En quatre mois, Elecam dit avoir inscrit environ 3 millions d’électeurs, soit moins de la moitié des estimations au moment du lancement. Qu’est-ce qui peut justifier ce faible nombre d’inscrits ?

Nous sommes dans un pays où la population aime la politique, où le peuple est totalement acquis à l’idée de démocratie depuis les origines. Aux élections de 1957, il y avait près d’un million d’électeurs qui marchaient parfois cinq à six heures à pieds pour aller voter. Nous n’avons pas à faire à un manque de volonté. Le seul problème des Camerounais, c’est d’être certains que lorsqu’ils votent, le bulletin qu’ils mettent dans l’urne influence le résultat final.

Face aux élections, il y a deux espèces de citoyens camerounais aujourd’hui : il y a les militants du Rdpc qui se disent que dans tous les cas, les élites règleront ça, chacun dans ses urnes, et il y a les autres, qui se disent que dans tous les cas, tout est plié. Conséquence aucune des deux espèces ne se préoccupe de s’inscrire. Il faut un nouveau pacte de confiance entre la classe politique et la population. Ce n’est pas la carte d’identité qui fait problème comme on l’a fait croire au président de la République.

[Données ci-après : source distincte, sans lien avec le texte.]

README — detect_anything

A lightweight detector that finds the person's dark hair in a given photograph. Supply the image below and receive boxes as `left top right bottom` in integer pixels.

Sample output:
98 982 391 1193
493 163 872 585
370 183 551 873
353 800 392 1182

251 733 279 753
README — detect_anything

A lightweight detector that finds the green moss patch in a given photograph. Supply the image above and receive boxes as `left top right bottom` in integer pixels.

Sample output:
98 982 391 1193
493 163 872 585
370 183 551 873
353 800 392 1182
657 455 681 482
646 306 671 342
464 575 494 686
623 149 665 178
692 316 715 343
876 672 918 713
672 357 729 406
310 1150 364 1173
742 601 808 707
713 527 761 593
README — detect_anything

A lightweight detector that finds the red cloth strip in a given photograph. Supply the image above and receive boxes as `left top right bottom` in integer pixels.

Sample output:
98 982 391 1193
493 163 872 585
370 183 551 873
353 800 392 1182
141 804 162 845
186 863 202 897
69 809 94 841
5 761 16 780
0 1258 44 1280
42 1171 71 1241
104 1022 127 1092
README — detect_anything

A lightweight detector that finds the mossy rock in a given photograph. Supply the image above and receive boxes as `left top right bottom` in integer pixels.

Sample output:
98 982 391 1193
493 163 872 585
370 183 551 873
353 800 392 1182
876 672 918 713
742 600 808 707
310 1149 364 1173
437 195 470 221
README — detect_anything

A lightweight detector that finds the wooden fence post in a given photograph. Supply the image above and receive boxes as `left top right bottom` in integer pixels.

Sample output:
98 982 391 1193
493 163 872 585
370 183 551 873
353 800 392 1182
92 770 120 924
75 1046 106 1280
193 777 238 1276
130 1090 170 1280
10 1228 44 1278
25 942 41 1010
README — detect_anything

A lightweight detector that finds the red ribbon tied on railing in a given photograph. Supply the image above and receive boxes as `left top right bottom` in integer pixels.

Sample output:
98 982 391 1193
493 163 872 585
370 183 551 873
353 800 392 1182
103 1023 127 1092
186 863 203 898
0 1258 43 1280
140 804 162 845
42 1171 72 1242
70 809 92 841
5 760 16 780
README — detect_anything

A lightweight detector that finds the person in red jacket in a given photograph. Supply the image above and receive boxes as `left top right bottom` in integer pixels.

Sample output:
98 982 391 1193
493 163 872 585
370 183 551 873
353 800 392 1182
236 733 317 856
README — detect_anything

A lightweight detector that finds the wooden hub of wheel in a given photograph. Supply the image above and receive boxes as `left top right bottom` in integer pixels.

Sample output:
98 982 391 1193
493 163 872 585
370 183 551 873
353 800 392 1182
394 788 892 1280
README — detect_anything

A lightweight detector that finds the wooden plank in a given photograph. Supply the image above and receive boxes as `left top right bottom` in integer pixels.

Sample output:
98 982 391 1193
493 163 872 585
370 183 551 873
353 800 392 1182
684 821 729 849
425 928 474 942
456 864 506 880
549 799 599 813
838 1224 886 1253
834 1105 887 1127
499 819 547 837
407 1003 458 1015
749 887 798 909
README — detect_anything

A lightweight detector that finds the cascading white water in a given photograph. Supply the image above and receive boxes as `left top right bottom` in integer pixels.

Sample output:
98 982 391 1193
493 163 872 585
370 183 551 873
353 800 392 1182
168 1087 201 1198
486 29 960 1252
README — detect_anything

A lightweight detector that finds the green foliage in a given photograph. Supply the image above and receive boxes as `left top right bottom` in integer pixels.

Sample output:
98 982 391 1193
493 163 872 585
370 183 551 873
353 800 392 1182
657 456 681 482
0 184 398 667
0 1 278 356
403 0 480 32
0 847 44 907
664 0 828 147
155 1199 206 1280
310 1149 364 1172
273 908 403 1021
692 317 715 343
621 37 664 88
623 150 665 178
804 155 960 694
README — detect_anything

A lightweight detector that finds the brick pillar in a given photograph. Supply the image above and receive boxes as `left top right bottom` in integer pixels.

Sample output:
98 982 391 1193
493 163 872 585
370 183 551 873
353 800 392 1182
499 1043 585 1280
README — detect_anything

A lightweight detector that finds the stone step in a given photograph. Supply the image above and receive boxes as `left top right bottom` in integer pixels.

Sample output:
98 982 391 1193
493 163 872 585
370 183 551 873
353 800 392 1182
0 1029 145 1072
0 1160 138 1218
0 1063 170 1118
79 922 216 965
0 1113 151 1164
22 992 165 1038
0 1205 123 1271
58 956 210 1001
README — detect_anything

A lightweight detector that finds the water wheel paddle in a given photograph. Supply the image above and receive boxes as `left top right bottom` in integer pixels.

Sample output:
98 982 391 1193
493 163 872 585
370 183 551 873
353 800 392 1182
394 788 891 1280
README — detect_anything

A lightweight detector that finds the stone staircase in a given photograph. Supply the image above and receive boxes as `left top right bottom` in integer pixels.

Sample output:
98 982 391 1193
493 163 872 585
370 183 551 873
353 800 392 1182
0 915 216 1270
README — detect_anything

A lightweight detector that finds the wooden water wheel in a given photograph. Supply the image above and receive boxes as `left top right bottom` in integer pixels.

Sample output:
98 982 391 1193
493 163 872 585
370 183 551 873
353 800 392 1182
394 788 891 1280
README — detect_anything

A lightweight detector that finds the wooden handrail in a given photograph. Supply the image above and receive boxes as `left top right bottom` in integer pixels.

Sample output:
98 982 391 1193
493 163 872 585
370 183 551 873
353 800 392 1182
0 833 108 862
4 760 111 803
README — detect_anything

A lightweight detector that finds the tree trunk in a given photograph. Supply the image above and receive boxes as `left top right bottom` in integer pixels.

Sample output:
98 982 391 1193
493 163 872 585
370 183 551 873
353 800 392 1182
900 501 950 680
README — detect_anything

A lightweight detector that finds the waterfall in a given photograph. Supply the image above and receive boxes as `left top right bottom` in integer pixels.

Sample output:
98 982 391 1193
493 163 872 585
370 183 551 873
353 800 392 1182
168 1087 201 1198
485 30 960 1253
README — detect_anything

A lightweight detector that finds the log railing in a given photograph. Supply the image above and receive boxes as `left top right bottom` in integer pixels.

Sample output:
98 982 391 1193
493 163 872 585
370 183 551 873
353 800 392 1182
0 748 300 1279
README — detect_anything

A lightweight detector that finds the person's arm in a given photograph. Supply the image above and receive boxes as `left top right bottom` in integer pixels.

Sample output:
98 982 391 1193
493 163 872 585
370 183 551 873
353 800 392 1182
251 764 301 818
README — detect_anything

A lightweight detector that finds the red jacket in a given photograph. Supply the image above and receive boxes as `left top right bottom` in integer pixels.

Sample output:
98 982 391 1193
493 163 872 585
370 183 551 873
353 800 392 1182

La carte d’identité gratuite nous fait courir d’ailleurs un problème peut être plus épineux. Il semblerait que ceux qui en profitent le plus sont les Nigérians qui règlent une fois pour toutes la question de leur séjour au Cameroun. D’aucuns pointent également du doigt la faiblesse des partis politiques, qui ne proposent pas aux Camerounais, des solutions à leurs problèmes réels…
 
Il y a, c’est vrai, un problème d’offre politique et idéologique au Cameroun aujourd’hui. Comment concevez-vous qu’il n’y ait pas un véritable parti de gauche ? Je ne parle pas de la gauche en acculturé français ou européen, je parle d’un parti qui prendrait en compte les préoccupations des paysans, des ouvriers, des femmes, des minorités, des laissés pour compte ?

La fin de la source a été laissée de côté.